Всего несколько слов

Михаил Вейцман
    Я не помню своей матери, мне было пять лет, когда её не стало. Отец ушёл в мир иной, когда мне было двадцать два, я хорошо его помню и хочу о нём рассказать.

    Холодная и голодная зима 1919 года, в городе Житомире петлюровские погромы. На окраине Житомира- Смолянке, районе населённым преимущественно еврейской беднотой, в жалкой лачуге на снятой с петель двери лежал мёртвый старик, ему было только 49 лет, а выглядел он так из-за тяжёлой работы и болезни еврейской бедноты –чахотки. Это был мой дед Ошер Вейцман. Вокруг него толпились и рыдали пятеро детей, младшей Мирель было два года, Гене четыре года, Суре семь лет, Хаиму десять лет и старшему, моему отцу Мойше было пятнадцать лет. Бабушка Фейга печально смотрела на детей и думала, как жить дальше.
 
    Но как говорят евреи «Беда не приходит одна» дверь в лачуге распахнулась и в комнатушку шагнул пьяный петлюровец. Испуганные дети забились в угол, оглушив громилу таким пронзительным и трагическим плачем, который веками выработался у гонимого и униженного народа. Бабушка Фейга стала впереди детей, прикрывая их своим телом. Петлюровец остановился и обвёл всех протрезвевшим взглядом, подошёл к мертвецу и плёткой стеганул неподвижное тело «Вставай жид», не получив ответа он ещё раз стеганул плёткой уже по шаткому столу и вышел. В течении Гражданской войны Житомир много раз переходил из рук в руки, еврейское население подвергалось грабежам и насилию со всех сторон, были сотни убитых, тысячи изнасилованных и ограбленных.

    Самыми цивилизованными и спокойными были войска кайзеровской Германии, ненадолго оккупировавшими Украину по условиям Брестского мирного договора. Этим они ввели в трагическое заблуждение большую часть еврейского населения, не эвакуировавшегося в восточные районы Советского Союза, в начальный период Великой Отечественной войны. Никто не мог поверить, что за два десятка лет, народ, давший мировой цивилизации блестящих философов, учёных и писателей, скатится в бездну расистского мракобесия.

    В 1920 году в Житомире окончательно утвердилась Советская власть, еврейскому населению больше никто не угрожал.  Еврейская молодёжь с воодушевлением приняла Советскую власть, ринулась из затхлых местечек в большие города, с энтузиазмом участвуя в строительстве новой жизни.

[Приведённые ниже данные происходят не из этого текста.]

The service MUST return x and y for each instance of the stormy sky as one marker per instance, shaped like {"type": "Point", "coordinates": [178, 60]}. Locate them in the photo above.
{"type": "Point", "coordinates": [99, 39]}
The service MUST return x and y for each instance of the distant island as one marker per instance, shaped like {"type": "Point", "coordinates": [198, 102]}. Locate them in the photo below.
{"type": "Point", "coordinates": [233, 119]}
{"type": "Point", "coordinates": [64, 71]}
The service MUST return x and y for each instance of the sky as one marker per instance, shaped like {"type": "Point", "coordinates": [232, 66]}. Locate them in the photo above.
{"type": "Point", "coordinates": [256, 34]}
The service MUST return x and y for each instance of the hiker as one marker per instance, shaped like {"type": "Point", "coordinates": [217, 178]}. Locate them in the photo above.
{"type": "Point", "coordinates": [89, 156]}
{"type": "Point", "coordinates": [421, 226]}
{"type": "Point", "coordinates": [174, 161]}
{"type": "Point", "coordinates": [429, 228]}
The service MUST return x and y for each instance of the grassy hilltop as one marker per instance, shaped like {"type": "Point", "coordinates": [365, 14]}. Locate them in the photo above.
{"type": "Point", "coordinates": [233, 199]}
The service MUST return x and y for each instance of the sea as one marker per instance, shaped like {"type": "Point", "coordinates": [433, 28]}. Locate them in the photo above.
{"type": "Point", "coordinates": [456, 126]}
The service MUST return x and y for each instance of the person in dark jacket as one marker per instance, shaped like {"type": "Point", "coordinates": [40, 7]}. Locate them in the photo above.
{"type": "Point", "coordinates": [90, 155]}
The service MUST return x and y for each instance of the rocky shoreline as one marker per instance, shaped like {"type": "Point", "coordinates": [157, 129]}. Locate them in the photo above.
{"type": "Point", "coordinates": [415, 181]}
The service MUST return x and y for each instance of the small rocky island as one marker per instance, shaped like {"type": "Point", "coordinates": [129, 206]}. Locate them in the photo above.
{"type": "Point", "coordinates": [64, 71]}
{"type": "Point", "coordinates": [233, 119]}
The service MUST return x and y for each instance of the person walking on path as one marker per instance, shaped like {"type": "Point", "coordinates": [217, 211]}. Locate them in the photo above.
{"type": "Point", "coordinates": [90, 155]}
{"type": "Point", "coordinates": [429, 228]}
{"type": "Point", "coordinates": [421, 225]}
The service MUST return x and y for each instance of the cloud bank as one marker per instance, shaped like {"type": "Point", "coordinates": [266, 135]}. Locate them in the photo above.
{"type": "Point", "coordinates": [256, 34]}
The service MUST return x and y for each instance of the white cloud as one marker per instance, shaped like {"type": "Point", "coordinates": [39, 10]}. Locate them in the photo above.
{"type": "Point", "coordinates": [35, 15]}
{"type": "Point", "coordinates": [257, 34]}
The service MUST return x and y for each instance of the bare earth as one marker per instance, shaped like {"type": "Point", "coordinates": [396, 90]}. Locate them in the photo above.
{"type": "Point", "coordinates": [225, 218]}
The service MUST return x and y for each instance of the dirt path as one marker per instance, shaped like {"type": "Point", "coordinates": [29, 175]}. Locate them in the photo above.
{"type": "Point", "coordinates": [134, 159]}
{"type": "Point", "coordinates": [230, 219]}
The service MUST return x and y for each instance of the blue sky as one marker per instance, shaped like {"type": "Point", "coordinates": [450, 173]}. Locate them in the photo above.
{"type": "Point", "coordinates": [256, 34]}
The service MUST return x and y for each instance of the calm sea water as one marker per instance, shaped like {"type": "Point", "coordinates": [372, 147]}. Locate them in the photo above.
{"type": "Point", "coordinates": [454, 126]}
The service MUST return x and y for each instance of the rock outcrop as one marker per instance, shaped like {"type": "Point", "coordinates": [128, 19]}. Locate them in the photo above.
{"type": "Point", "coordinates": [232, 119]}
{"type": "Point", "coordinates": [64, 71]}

    Ещё подростком, отец начал суровую борьбу за выживание, он брался за любую работу, чтобы не дать умереть с голоду своим младшим сёстрам и брату.  Учиться отцу довелось лишь несколько классов, в начальной еврейской школе «Хедере», но на удивление, он очень правильно писал по-русски, почти без ошибок. Он с матерью покупали шкуры забитых на мясо коров и выделывали из них кожу, нежную и блестящую, легко поддающеюся кройке и шитью одежды и обуви. Процесс обработки шкур очень зловонный и вредный, в виду применения химических реагентов, но в годы НЭПа он давал стабильный заработок, для сапожников и портных требовалось много сырья. Отец с бабушкой сумели собрать деньги и в конце двадцатых годов присмотрели дом, в пригородном селе Псыщи.

    Дом, ранее принадлежал местному священнику, репрессированному и сосланному в северные районы Сибири. Ход дальнейших событий показал, что несправедливо репрессированный священник очевидно проклял всех, кто займёт его дом. Участок для будущего дома был также неосмотрительно выбран по соседству с еврейским кладбищем, лишь высокий каменный забор отделял двор дома от кладбища. Можно спорить, принимать или не принимать все эти предрассудки, но этот дом принёс много трагедий и несчастий.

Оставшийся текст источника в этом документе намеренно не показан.